The following image shows six fields of view of which some have content that has good information to reposition images while other overlapping regions have very poor information to do repositioning.
Camera Rotation can be robustly modeled from a small subset of overlapping images
It is interesting to note that the rotation is a global operation that requires just a single value, the angle of the rotation, to “undo” all rotational errors. This value can be robustly estimated from just a few pairs of overlapping images and it can then be used to reposition all images, even those that do not have image content which provides a reliable positional estimate. In the scenario above the lower-right-hand image is not easily positioned using image content based positioning. However, since the camera rotation can be robustly estimated from other overlapping image pairs also the lower-right-hand image can be repositioned by undoing the camera rotation to yield the following image positions that no longer suffer from the camera-versus-stage-axes-rotation.
Imaris Stitcher Alignment Algorithm
Imaris Stitcher performs the following steps to align overlapping images
- The overlapping images may be preprocessed with a Gaussian Filter or a Derivative of Gaussian Filter.
- For every pair of overlapping images a best pairwise translation is computed based on image content (using phase correlation).
- Given all pairwise translations and stage coordinates the camera rotation is estimated.
- All pairwise translations are corrected for camera rotation, producing “residual pairwise translations”.
- A global optimizer takes all “residual pairwise translations” and computes the best global repositioning of all images. This computation is done as described in [Preibisch 2009].
- Untrustworthy repositionings that exceed the “typical” translation are rejected.
- The results from the trustworthy global repositionings are applied to the camera-rotation-corrected positions.
Grid layout positioning with overlaps requires scaling
In situations where the user specifies a grid layout for all image tiles instead of using tile positions stored by the microscope, another source of systematic error may arise. If the user specifies a “wrong” overlap percentage of neighbouring tiles this effectively amounts to a scaling of the X or Y axis of the “stage” relative to the X or Y axis of the camera. To compensate not just for camera rotations but also for this systematic scaling, Imaris Stitcher estimates both a camera rotation and scale factors for the X and Y axis independently (in step 3 of the algorithm).

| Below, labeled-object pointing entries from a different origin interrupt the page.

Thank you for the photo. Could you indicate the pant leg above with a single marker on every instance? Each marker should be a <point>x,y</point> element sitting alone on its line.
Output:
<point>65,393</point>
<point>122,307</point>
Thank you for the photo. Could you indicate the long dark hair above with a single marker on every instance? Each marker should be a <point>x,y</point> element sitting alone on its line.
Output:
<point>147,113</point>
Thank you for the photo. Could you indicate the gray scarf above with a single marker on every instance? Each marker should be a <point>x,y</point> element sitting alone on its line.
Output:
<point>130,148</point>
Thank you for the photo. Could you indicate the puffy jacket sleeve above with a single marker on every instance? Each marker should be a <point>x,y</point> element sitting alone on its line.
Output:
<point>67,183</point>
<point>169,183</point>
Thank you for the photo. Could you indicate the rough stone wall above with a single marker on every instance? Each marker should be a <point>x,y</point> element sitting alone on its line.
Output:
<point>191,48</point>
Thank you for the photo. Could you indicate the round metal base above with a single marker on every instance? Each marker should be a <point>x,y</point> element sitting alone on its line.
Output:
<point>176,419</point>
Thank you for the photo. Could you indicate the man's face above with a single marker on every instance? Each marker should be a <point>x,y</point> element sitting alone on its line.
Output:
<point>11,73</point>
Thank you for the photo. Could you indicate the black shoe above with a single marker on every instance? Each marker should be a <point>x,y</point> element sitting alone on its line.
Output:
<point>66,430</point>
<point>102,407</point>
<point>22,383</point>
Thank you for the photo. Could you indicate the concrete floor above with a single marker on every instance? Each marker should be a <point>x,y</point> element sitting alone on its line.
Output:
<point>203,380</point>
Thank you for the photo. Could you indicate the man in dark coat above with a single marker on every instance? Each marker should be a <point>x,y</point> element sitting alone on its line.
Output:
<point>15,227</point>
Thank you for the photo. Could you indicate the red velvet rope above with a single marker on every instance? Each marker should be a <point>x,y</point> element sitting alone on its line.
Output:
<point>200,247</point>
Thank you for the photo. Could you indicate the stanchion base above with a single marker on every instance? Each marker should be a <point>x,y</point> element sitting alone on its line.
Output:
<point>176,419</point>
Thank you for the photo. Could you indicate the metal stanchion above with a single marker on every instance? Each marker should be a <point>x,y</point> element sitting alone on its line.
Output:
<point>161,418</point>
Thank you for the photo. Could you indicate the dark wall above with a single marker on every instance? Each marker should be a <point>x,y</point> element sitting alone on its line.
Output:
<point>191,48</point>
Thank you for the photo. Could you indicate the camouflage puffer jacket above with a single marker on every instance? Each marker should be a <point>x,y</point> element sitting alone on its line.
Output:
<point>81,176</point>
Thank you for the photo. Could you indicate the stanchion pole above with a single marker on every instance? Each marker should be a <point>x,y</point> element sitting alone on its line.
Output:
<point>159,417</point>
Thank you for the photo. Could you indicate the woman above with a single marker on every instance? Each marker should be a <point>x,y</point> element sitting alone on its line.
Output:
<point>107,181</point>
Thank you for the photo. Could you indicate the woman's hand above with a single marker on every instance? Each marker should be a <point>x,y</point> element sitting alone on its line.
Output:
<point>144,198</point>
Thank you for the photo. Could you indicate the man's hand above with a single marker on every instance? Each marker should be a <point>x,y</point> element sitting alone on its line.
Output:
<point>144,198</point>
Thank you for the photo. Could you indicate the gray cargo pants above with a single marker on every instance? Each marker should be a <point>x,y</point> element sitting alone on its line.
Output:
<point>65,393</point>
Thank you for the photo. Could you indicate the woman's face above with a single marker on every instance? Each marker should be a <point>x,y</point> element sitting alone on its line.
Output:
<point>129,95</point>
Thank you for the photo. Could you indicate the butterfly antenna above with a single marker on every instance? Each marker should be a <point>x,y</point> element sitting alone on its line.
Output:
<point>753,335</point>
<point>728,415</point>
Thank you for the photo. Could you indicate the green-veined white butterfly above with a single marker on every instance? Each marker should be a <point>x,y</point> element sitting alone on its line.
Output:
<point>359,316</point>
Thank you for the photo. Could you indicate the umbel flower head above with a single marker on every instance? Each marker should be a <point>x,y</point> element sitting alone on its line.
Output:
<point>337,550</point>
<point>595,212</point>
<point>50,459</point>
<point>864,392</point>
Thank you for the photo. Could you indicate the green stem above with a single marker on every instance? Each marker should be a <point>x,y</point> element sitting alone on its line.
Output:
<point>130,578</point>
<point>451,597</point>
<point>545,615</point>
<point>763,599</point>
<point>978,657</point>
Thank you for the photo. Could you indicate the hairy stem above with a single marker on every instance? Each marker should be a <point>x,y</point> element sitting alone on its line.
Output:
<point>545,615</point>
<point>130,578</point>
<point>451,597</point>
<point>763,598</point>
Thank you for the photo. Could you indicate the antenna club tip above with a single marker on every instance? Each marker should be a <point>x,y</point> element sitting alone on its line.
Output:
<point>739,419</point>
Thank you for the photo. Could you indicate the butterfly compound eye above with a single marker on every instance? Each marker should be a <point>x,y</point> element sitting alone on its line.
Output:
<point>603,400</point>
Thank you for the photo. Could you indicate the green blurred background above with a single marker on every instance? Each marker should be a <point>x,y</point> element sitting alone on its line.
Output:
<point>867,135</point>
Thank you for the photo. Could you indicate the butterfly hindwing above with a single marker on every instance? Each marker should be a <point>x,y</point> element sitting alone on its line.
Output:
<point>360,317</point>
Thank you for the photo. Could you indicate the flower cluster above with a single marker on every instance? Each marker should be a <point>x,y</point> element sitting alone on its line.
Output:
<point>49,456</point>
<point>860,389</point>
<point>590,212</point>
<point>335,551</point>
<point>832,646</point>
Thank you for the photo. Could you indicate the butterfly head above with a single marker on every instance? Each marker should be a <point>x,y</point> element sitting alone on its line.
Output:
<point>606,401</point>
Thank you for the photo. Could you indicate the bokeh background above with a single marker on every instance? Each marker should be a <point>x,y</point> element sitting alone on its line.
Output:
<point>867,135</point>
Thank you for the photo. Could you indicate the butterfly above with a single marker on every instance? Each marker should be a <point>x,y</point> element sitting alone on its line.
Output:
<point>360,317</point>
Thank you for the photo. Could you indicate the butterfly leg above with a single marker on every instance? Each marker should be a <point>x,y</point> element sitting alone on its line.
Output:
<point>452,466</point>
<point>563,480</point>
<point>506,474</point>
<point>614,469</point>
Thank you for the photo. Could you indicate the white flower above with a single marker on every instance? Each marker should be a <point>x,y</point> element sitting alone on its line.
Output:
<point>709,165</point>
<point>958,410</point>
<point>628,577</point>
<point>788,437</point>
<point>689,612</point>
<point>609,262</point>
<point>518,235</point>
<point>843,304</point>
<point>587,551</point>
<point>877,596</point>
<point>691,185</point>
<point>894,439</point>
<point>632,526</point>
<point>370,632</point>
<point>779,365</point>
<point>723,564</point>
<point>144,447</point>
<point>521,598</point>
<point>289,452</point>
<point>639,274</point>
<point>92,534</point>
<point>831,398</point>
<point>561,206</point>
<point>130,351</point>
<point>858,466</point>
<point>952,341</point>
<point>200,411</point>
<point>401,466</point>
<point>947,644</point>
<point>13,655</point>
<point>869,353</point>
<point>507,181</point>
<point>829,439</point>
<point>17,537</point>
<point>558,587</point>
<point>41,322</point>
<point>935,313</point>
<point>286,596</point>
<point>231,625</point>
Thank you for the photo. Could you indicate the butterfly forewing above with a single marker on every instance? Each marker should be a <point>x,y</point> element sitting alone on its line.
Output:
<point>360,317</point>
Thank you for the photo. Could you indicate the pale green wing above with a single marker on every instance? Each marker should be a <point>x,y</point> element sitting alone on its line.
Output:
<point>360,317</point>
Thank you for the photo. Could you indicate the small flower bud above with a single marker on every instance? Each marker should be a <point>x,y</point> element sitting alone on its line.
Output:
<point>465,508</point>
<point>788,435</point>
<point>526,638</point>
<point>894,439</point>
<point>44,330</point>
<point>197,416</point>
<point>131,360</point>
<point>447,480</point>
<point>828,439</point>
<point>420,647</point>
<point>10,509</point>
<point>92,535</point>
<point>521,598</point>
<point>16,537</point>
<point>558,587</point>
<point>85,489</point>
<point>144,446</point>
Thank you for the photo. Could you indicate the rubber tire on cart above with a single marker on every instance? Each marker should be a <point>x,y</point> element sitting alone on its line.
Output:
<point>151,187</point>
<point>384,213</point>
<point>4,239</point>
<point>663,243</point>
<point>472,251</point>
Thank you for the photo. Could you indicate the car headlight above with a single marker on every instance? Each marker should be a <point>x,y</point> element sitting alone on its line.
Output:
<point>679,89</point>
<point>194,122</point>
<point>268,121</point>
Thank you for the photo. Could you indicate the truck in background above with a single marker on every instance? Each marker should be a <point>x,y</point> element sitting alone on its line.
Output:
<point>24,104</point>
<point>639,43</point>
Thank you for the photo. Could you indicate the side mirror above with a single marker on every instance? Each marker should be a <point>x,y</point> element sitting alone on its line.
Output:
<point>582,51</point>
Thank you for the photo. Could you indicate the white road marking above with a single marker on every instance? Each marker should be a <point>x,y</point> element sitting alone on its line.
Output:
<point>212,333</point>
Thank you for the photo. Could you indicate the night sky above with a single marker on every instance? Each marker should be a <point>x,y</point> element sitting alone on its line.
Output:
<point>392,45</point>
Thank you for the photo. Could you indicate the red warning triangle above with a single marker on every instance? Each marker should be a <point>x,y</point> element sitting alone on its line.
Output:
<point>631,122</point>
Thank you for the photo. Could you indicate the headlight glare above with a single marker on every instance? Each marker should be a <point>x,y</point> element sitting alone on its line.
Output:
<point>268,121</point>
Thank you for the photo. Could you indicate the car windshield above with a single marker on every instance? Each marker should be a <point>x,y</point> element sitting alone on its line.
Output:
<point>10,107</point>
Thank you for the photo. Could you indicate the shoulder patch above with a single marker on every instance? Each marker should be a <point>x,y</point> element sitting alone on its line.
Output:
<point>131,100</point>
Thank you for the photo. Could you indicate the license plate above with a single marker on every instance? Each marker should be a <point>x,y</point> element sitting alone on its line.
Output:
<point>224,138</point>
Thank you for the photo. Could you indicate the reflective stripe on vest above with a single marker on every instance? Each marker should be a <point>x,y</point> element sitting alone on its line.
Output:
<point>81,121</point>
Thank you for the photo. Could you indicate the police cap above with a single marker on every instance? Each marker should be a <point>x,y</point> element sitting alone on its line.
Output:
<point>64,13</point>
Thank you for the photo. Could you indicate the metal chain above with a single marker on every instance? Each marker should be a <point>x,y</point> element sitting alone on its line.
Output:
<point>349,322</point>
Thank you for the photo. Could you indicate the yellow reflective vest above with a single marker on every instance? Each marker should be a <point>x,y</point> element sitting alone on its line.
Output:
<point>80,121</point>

Manually positioned tiles are exceptions
The detection of untrustworthy repositionings as described above compares each proposed residual pairwise translation to the “typical” residual pairwise translations. An exception applies when a user has manually repositioned a tile. In this case it is quite possible or even likely that the manually positioned tile will require a “large” repositioning and the comparison to “typical” is not performed.
Here are some examples “before” and “after” alignment. In some of them the rotational camera modeling is very clearly visible.
[Preibisch 2009] Stephan Preibisch, Stephan Saalfeld and Pavel Tomancak (2009) Globally Optimal Stitching of Tiled 3D Microscopic Image Acquisitions Bioinformatics 2009, 25(11), 1463-1465.